Yesterday,
Thursday, two old men of the past resurfaced in the media. One was a comedian, known for his volatile
approach to matters, high acting style and complete belief in his own
talents. The other was a man who devoted
himself to his trade, working hard and making his way by his own talents to
prosperity, fame, deserved honours and a respected standing in the community.
The first
was Lord Heseltine, masquerading in politics, is all over the screens who was
presenting a report on economic growth in the world as he knew it. One of Heseltine’s given names is Dibdin,
from a forebear Charles Dibdin (see Wikipedia), who certainly was a man of the
stage and who was well known for his mono-dramatic entertainments and patriotic
songs penned in a time of war.
Heseltine
became a man of wealth, largely in publishing, after a sticky start that left
some questions unanswered. He claimed to
have military experience on the basis of the eight months he did on National
Service, before leaving to stand for Parliament. He has been in politics and the media ever
since.
The second
was Ken Dodd on Radio 3, in discussion to a small audience and telling them
about the world as it is. Heseltine was
born to wealth, Dodd to a local coal delivery man who was formerly a newspaper
delivery boy. Ken had two aunts who had
been music hall artistes which led him into entertainment.
Heseltine
was on about how bad it is that London
has become so central to our economy to the detriment of other parts. So he was talking about making Manchester , Leeds and Newcastle centres of economic renewal. We recall how his venture into Liverpool
Toxteth after the riots led not so much to economic growth as to very dodgy property
deals like John Prescott’s Pathfinder disaster of recent years.
That the
BBC is now in Manchester (well Salford), Leeds, another media centre is central
to a major BBC scandal and Newcastle is the place that Tories went in the
1960’s and 1970’s to prove that they were economic hard men to the media is purely
coincidental.
Dodd, if he
were minded might remind Heseltine that Liverpool was once a great trading and
industrial city, the Birmingham area almost the
heartland of the engineering industries and Sheffield a once great diverse
industrial city all in their own right and without much help from London .
But
Heseltine, like any old man who cannot forget was going on about National this
and National that. What he does seem to
have forgotten that the over mighty prominence of London
is largely down to his own party when he was a minister and in his early
manhood as a businessman based in London
and promoting its centrism.
What made
me want to throw a brick at the screen was when he started out talking of the
challenges and National needs of World War II.

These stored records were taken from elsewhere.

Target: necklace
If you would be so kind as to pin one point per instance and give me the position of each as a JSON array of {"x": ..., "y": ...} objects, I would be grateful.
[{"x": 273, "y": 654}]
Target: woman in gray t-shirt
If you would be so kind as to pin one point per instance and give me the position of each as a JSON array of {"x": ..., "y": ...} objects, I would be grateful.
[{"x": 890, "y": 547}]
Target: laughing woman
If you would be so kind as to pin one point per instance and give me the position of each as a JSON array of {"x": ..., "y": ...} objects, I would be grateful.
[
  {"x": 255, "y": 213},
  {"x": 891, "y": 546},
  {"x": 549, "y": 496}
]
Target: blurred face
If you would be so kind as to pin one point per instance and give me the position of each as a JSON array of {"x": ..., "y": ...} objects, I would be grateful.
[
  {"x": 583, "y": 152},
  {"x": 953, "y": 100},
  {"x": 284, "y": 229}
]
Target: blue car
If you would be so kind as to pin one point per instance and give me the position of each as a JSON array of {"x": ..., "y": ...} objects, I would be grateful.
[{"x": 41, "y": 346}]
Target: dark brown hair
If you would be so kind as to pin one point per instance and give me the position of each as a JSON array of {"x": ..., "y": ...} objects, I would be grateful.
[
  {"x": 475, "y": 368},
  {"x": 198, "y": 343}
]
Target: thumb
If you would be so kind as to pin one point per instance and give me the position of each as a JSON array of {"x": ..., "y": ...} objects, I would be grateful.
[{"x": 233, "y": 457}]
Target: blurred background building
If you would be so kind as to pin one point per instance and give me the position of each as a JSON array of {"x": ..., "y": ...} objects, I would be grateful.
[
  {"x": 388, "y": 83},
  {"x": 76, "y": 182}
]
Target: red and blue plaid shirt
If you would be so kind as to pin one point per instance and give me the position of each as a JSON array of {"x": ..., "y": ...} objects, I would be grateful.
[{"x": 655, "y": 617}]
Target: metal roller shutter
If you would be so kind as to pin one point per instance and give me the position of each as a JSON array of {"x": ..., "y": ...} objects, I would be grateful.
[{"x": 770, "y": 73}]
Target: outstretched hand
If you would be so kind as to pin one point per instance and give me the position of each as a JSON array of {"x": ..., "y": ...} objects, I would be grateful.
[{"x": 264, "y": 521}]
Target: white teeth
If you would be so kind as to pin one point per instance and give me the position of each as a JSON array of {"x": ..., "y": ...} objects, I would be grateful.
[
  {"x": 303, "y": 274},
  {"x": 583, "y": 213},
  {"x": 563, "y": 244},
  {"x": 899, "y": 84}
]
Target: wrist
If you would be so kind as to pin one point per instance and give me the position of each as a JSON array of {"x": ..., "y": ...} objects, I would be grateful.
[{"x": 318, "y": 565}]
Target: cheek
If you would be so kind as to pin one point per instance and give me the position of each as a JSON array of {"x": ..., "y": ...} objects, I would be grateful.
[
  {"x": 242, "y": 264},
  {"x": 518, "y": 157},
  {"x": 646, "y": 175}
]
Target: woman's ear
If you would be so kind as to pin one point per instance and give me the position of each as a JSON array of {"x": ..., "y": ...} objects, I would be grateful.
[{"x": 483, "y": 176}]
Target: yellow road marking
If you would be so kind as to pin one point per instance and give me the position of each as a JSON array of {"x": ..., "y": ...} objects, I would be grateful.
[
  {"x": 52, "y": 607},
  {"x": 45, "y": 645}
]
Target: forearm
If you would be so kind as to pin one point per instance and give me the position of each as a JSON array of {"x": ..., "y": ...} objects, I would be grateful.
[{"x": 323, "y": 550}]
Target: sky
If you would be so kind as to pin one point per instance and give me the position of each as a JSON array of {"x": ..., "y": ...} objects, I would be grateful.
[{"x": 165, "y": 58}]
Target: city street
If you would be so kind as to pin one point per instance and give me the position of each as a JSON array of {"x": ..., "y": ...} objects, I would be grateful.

This was seventy years ago, when we still had an Empire and when the
world was a very different place.
Whether they liked it or not, sacrifice and community ideology was
forced on people
It occurs
to the majority of people, old and young, with even half their wits still in
place that today is almost literally another planet in human terms. There may be some remote spots where
relatively little has changed, but they are remnants and cannot escape the
intrusion of a wider world.
In the UK we have a
different population in terms of demographics, origin, religion, education,
media facilities and a lot more and an industry and economy that is radically
different in structure and employment patterns as well as income distribution. It is not just “diverse”, it is divergent.
Also,
ownership of property has radically changed and the effects it has on the
economy, finance and expectations. Equally
the ownership of a great deal of the economy, private and public is either
owned by foreign organisation or by others who have financial arrangements that
mean they pay little UK
tax.
The cult of
modern management and figures driven extractive finance forced on us by the
likes of Heseltine and his friends in all parties has led us to our present
state.
That all he
and apparently Cameron his Diddyman (see Dodd’s act) can come up with National
plans, National initiatives, State money and control and dear Zeus the
exhumation of the remains of Regional bodies of the past that messed up just
about everything they touched is a pathetic reminder of the past.
Heseltine
was talking about leaving no stone unturned.
One anecdote of Ken Dodd’s was that he loved birds and sometimes would
go down to the beach at Dingle (in joke that) to throw stones at them. The punch line was that he left no Tern
unstoned.
If we are
to recruit pensioner power to manage the economy we would be a lot safer
listening to Ken Dodd than the likes of Michael Heseltine.